I've been trying to remember the last time I actually went into Notre-Dame. It might have been in 1988, when Walt and I spent a week in Paris after having gone six years without any trips to France at all. One of the things we did on that trip was to go up to the top of the cathredral towers, for the views. Again, I don't know if I had ever done that before, and I know I haven't been up there since then.
Maybe I went into Notre-Dame in 1997 when I was in Paris with my mother and my niece, but I can't remember. This time, my sister decided to sit this one out. I was carrying a shoulder bag with our jackets (we didn't need to wear them) and some of our purchases in it, and you aren't allowed to take bags like that into the church. So Joanna volunteered to sit outside in the nice weather and keep the bag so that Janice and I could go into Notre-Dame.
It was crowded but not as crowded as I thought it might be. I believe it is the most-visited tourist sight in Paris, ahead of the Eiffel Tower. I read that somewhere. There's usually a line to get through the front doors, but it moved pretty fast on this Friday afternoon. There is a separate line for people who want to climb up into the towers. It doesn't move fast, and we didn't do that. We had been up to the top of the Eiffel Tower earlier in the day, after all.

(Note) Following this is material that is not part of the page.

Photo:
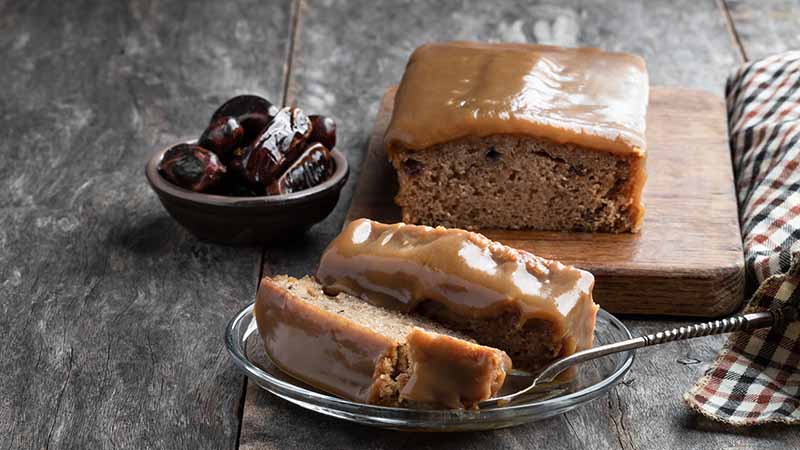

One of the best places for good views of the center of Paris used to be the rooftop café-restaurant of the Samaritaine department store at the north end of the Pont Neuf. Unfortunately, the Samaritaine has been closed for a year or two now. Inspectors said that the building itself, an Art Nouveau masterpiece built in the early 20th century, was unsafe and ordered it closed. I haven't heard whether work to reinforce and refurbish it is under way. It's a real shame. It was a great store, and it had a great observation deck.
Notre-Dame cathedral much, much older, of course. It was built in the 12th and 13th centuries. It has been restored and refurbished many times over the centuries — most notably by Viollet-le-Duc in the mid-1800s — and restoration work continues today. The building itself is described in the Michelin green guide as "one of the supreme masterpieces of French art," and it can accommodate a congregation of 9,000. In the 1970s, the building itself was cleaned, removing a layer of black grime and soot that had built up over the decades and centuries and giving it its current fresh look.